(Summary in Finnish: Oppimispäiväkirjamerkinnät jatkuvat. Luku 2 oli paljon lyhyempi kuin kuvittelin (luen ekirjaa joka ei näytä sivunumeroita), joten suurimmaksi osaksi tässä kirjoituksessa keskityn lukupiirikeskustelun pohjalta nousseisiin havaintoihin ja ajatuksiin.)
Context: This is a second part in a series of reading / study diary notes, where I track my thoughts, comments, and (hopefully) learning process while I am reading How to Measure Anything by D. W. Hubbard together with some friends in a book club like setting. The first part in the series (vol.0) can be found here. All installments in the series can be identified by tag “Measure Anything” series on this blog. (Edit2021-02-24 : vol. 2.)
Summary of lessons from Chapters 1 & 2
Chapter 2 was much shorter than I anticipated! If you don’t recall, in Chapter 1 Hubbard outlines his basic thesis, which is (very briefly stated) that anything is measurable. Specifically, any and all quantities related to vague, often socially embedded stuff in business and government (“how much value we get from certain quality standards”, “how much value buying the product X to brings to us?”, “what are the effects of decision Y”) that are often thought impossible to measure.

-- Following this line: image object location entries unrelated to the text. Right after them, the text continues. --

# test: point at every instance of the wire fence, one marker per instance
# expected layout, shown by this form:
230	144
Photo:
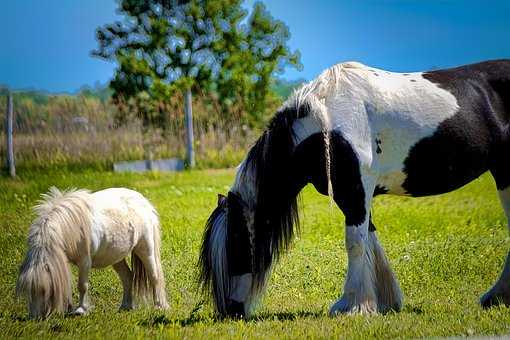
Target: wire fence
63	130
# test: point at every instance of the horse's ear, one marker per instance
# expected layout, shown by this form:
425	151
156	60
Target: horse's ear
221	199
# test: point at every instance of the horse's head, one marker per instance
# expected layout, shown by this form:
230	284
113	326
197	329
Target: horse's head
227	256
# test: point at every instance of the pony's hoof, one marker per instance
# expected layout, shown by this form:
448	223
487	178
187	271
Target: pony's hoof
125	308
495	297
344	306
81	311
162	306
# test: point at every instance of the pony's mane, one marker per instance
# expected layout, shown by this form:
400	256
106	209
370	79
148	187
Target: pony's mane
62	224
65	216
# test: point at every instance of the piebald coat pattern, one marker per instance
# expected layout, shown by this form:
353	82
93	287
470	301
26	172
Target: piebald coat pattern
356	132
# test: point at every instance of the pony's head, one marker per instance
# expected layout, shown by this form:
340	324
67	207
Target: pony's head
227	257
63	220
44	280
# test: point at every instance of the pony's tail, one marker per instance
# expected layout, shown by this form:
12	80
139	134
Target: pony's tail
143	286
45	281
141	282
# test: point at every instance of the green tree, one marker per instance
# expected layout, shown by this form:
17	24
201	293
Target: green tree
163	46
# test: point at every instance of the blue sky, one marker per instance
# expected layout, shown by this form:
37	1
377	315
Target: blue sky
46	44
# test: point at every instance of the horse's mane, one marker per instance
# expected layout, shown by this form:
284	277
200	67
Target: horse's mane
269	161
65	216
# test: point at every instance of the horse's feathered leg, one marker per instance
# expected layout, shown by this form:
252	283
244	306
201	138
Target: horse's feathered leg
126	277
359	294
83	285
500	292
389	296
370	285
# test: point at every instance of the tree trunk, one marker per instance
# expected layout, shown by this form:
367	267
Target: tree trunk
8	133
188	114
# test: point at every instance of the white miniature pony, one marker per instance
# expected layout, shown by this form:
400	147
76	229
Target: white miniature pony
91	230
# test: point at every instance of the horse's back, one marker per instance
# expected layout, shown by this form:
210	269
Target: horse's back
123	217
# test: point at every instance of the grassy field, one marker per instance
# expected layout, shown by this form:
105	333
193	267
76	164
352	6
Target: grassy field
446	251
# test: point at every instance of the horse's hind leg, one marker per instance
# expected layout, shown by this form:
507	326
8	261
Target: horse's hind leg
126	277
500	292
148	252
84	266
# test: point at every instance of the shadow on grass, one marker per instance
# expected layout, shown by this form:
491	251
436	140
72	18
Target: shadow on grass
286	316
161	319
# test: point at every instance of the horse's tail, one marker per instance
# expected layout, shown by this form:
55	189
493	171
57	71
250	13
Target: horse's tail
44	277
142	285
140	278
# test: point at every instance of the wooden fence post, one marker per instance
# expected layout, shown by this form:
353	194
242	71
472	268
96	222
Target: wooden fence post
8	133
188	111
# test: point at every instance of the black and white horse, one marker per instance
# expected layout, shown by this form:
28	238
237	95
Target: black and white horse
356	132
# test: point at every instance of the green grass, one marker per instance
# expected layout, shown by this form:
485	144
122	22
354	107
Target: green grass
446	251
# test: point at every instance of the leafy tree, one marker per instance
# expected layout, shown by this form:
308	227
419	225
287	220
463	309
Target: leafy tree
164	46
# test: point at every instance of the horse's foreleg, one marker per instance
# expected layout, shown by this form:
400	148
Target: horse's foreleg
83	286
360	294
370	285
500	292
126	277
389	296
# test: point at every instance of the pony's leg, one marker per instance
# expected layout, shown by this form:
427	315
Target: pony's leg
500	292
126	277
370	285
83	286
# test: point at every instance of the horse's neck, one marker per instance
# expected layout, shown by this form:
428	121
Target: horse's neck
245	184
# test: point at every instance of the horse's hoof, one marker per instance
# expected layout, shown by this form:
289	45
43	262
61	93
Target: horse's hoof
493	298
162	306
124	308
343	306
81	311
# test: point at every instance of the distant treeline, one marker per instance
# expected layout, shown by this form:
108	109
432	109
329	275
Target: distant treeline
81	128
90	107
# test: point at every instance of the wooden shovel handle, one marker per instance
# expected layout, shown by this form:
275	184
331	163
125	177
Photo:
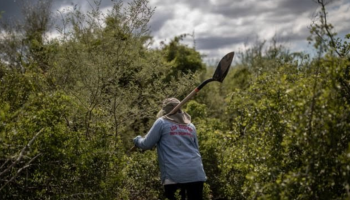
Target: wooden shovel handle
185	100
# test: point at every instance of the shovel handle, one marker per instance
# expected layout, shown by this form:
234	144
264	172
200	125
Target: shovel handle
185	100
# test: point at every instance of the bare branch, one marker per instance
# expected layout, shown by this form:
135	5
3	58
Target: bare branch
22	152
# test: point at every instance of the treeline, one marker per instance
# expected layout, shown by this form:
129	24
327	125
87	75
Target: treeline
277	128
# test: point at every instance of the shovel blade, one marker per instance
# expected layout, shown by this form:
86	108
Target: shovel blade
223	67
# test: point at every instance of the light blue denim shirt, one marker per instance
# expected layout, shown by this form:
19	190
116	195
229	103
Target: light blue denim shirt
177	148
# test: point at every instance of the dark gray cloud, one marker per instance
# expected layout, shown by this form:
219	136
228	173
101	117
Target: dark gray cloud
159	19
206	43
220	24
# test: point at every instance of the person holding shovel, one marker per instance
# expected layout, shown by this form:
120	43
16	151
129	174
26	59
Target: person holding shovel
178	153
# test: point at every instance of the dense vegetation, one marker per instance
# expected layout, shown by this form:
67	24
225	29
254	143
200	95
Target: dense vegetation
277	128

This can be done by applying correct, rigorous methods and enough effort into doing it. (Or that is the elevator speech for selling the book.)

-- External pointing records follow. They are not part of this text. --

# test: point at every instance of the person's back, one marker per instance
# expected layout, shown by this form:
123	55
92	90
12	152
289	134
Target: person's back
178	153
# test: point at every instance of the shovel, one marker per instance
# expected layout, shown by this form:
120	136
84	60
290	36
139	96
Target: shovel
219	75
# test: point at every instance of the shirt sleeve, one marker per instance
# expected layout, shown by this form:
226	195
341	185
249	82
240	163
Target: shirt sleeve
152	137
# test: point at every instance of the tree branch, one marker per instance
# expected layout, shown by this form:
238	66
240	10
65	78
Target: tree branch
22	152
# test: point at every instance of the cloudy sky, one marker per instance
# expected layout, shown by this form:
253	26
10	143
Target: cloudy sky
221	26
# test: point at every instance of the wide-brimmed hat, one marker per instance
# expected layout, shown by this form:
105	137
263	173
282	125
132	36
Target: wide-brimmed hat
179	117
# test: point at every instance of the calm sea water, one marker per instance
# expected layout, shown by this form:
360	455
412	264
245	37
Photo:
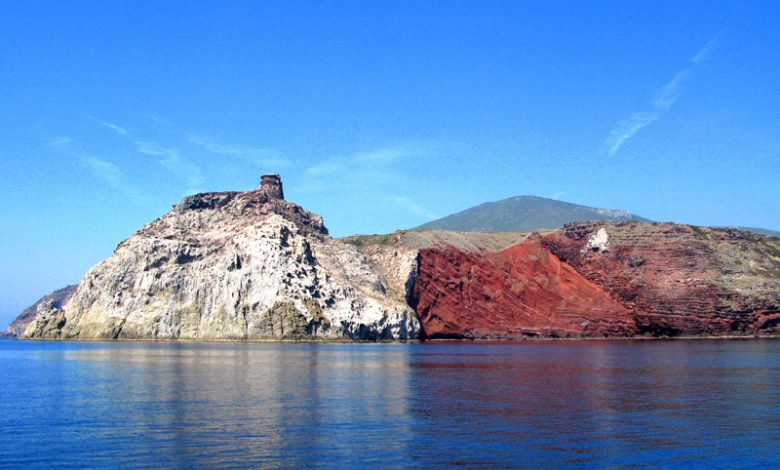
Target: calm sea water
531	404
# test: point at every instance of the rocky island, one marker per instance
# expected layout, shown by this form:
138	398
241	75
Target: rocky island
253	266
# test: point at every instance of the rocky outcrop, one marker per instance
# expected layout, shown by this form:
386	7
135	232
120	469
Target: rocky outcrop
250	265
235	265
521	291
586	280
678	279
55	300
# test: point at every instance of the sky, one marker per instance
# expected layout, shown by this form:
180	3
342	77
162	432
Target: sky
378	115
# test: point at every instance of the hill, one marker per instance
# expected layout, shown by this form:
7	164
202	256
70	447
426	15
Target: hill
525	214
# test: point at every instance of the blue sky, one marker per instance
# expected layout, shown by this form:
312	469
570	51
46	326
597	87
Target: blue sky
378	115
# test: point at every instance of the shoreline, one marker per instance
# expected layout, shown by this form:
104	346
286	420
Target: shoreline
771	337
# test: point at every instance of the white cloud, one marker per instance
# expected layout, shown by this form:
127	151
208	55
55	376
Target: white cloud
60	142
114	127
171	159
664	98
377	159
705	51
413	207
104	170
111	175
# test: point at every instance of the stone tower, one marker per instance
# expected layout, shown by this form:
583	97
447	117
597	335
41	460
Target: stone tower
271	186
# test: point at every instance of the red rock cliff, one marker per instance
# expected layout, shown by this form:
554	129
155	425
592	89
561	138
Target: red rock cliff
524	290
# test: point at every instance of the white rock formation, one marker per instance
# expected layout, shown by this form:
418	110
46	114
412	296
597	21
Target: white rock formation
238	265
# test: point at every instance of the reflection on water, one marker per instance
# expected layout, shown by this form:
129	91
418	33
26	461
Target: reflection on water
611	403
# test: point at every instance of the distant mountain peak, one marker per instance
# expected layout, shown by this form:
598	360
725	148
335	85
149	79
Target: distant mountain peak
525	213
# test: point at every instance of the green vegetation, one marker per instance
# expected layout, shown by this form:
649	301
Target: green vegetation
698	231
361	241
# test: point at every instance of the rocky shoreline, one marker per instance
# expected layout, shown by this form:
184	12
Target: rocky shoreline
251	266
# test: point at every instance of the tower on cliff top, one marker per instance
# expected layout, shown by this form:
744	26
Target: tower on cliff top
271	186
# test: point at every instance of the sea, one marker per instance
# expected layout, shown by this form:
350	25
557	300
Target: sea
532	404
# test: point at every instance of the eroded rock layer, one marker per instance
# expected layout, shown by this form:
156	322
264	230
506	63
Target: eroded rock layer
521	291
678	279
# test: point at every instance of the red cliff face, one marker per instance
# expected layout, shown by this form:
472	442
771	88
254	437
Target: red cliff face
604	279
524	290
679	280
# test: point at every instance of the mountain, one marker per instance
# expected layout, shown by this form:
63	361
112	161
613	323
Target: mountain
253	266
524	214
589	279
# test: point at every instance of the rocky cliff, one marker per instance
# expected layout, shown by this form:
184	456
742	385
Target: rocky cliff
54	300
598	279
232	265
250	265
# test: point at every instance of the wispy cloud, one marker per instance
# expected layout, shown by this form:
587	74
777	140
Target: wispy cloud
60	142
259	156
664	98
376	176
377	158
413	207
114	127
111	175
172	160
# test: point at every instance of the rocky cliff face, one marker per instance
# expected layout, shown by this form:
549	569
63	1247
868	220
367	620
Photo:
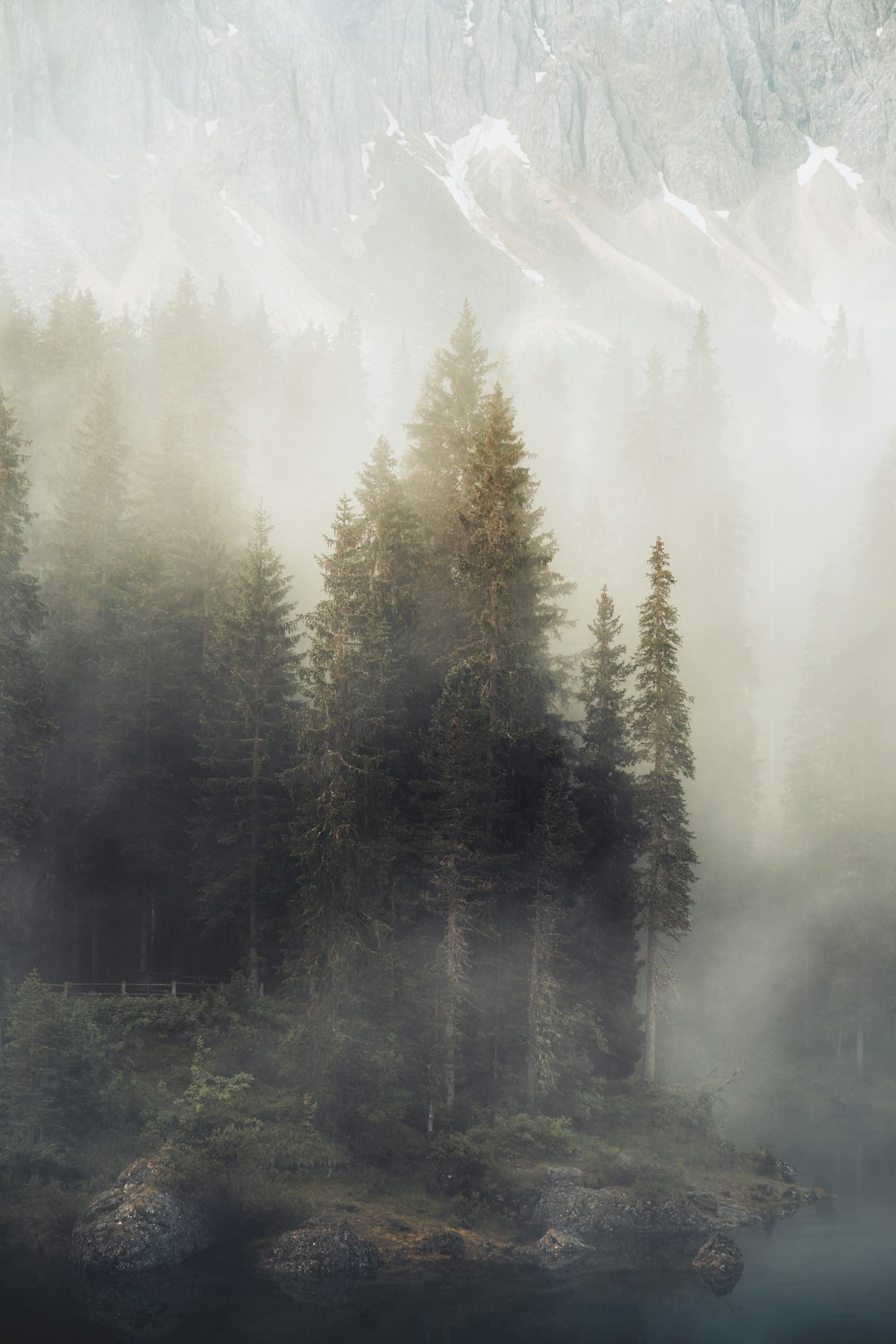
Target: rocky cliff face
656	147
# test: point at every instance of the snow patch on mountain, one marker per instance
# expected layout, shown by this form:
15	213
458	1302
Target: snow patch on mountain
255	238
487	136
684	207
544	42
817	156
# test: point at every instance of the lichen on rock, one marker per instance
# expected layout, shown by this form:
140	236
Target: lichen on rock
140	1223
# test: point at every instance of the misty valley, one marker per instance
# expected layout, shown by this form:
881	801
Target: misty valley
405	949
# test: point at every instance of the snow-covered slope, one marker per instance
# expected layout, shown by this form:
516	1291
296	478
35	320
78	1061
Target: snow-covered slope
573	164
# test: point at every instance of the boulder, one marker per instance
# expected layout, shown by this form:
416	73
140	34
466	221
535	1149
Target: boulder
719	1263
613	1217
319	1252
142	1223
557	1249
443	1244
563	1176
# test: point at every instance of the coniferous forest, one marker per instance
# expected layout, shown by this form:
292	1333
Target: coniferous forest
419	871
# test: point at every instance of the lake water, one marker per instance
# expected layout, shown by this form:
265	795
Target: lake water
825	1276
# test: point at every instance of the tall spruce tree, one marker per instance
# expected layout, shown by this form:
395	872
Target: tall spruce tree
458	785
24	719
245	746
344	838
447	417
490	777
606	797
509	601
86	599
659	733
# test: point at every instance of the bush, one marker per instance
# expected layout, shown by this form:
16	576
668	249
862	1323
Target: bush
525	1136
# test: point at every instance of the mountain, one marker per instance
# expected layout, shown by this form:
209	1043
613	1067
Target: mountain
573	164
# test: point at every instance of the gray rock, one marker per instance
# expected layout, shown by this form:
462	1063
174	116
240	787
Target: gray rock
563	1176
140	1223
719	1263
613	1218
316	1253
443	1244
557	1247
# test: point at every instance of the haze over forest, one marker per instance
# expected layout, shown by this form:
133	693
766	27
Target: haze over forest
446	540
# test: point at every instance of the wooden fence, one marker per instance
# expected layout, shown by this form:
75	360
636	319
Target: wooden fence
137	988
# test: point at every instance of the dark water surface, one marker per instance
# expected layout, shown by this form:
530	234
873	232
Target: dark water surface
825	1276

In more detail (which I briefly touched in vol. 0), the primary purpose of measuring anything (in Hubbard’s words) is about reducing uncertainty about decisions. This can be done in many ways, starting from simple data acquisition and collecting them in Excel sheets, ending with quantitative models, and (Hubbard argues) this generally trumps mere intuition alone (because people tend to overvalue the soundness of their intuition). While perfect certainty is seldomly obtained, argument is reduced uncertainty from the measured data but also the act of thinking about what one can and should measure, helps making better decisions. Hubbard dubs the process presented in the later chapters of the book as “Applied Information Economics”, with following simple steps:
1. Define the decision.
2. Determine what you know now.
3. Compute the value of additional information. (If none, go to step 5.)
4. Measure where information value is high. (Return to steps 2 and 3 until further measurement is not needed.)
5. Make a decision and act on it. (Return to step 1 and repeat as each action creates new decisions.)
– How to Measure Anything, ch. 1.
However, the author grants that the audience may remain skeptical! So, in the chapter 2 of How to Measure Anything, we have some examples that illustrate how measurement solution may exist. The first two are examples with many are familiar, the third a bit less known.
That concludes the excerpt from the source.